Ausserdem hätte man mit den heutigen technischen Mitteln die einzelnen Vorträge besser illustrieren können.

Am nächsten Tag gab es einen Ausflug mit dem Schiff die Daugava runter zur Ostsee, dort unterhielt ich mich mit zwei Lettinnen u.a. auch über die Situation in Lettland, die rapide ansteigenden Preise, den überbordenen Verwaltungsapparat, im grossen ganzen nehmen auch sie immer mehr die Entfernung der politischen Verwaltung vom einfachen Bürger war.

Später gingen wir noch mit einer kleinen Gruppe der Deutschbalten ins Zentrum auf ein Bier.

Darunter befand sich auch Herr Malz, 1930 in Riga geboren und im Vergleich zu Noch-Präsident Biden körperlich und geistig topfit. Als erfahrener Mann hat auch er die rasante Preissteigerung in Lettland bemerkt, zum Krieg in der Ukraine steht er etwas kritischer als viele Letten und auch einige andere Deutschbalten welche meinen ganz Russland als das absolut Böse zu verurteilen.

Sein Grossvater hiess mit Nachnamen Iesalniks, ein typisch lettischer Nachnahme in der deutschen Übersetzung bedeutet er Malz.

Der Tourismus in Riga ist leicht rückläufig, die Stühle und Tische vor einer geschlossenen Cocktailbar dienten uns als angenehme Stätte, um neben den lärmenden Bars mit übergrossen Flachbildschirmen und Dauerfussballberieselung entspannte Gespräche zu führen.

Deutschsprachiger Stammtisch auf dem Markt Agenskalns


11 Menschen haben sich dort am Sonntagmittag zusammengefunden, unter anderem auch Taisija, welche 30 Jahre für das lettische Begegnungszentrum in Liepaja zuständig war, welches leider trotz meiner Bemühungen als Deutsches Haus 2016 verloren ging.

Daneben einige nach Lettland ausgewanderte Deutsche, bzw. zwischen Lettland und Deutschland pendelnde Deutsche. Teils auch weiterhin noch aktiv in der Wirtschaft tätig. Entgegen meinen Kenntnissen und Berichten von gescheiterten Firmengründungen von Deutschen in Lettland meinten einige das die lettische Bürokratie im Vergleich zu Deutschland wesentlich einfacher und angenehmer sei. Bruno aus Liepaja stellte in einem kurzen Referat die deutsche Geschichte von Agenskalns (Hagensberg) vor.
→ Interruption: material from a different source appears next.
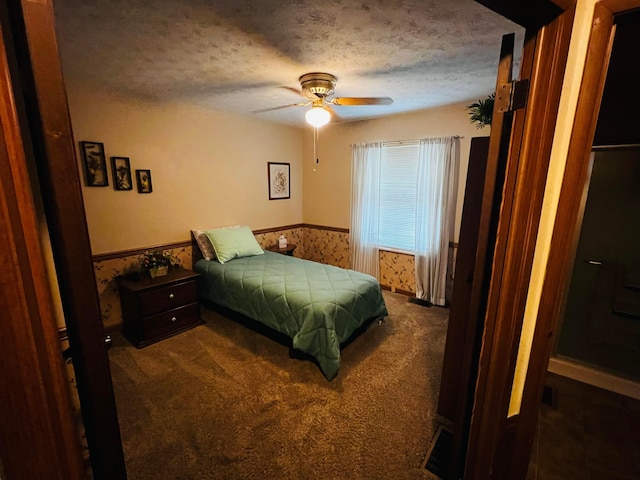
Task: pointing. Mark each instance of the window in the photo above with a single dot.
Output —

Dieser Stammtisch soll fortgeführt werden mit jeweils einem Thema welches Bezug zum Deutschtum in Lettland haben soll, eventuell dann auch an verschieden Orten in Lettland.
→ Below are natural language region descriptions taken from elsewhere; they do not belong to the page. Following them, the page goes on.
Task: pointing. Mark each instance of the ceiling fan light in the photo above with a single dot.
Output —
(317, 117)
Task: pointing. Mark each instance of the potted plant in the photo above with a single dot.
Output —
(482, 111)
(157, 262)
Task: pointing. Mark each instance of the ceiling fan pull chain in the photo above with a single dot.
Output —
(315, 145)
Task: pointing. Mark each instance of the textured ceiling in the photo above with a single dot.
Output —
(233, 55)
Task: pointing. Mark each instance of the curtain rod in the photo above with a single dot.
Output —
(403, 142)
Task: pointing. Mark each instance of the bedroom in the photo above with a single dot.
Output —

Werbung für Ungarn in Riga

Am Samstag vormittag unternahm ich einen Ausflug ins Kalnciems Quartier, ein Markt mit lettischen landwirtschaftlichen Erzeugnissen, Spezialitäten, wo auch immer eine Deutsche Käserei aus Madonna ihre Produkte anbietet. Dort gab es diesmal auch einen Stand mit einem grossen Kessel Gulaschsuppe, welcher von Ungarn bereitgestellt wurde im Zusammenhang mit der EU Ratspräsidentschaft.

Ich sprach ein wenig mit einem der Köche, welcher mir erklärte das diese „Freisuppe“ von der ungarischen Botschaft in Riga organisiert wurde. Ich solle auch mal probieren, eine richtige echte ungarische Gulaschsuppe. Die kenne ich schon, war mehrmals in Ungarn gewesen aber gerne probiere ich einen Teller. Danach schaute ich ihn an und fragte, da fehlt doch was, oder, nämlich die scharfen Gewürze. Ja, meinte er sie hätten die Anweisung bekommen die Suppe an den lettischen Geschmack anzupassen, welcher eher scharfe Gerichte vermeidet. Jedenfalls war dennoch oder gerade deshalb die Suppe nach kurzer Zeit alle.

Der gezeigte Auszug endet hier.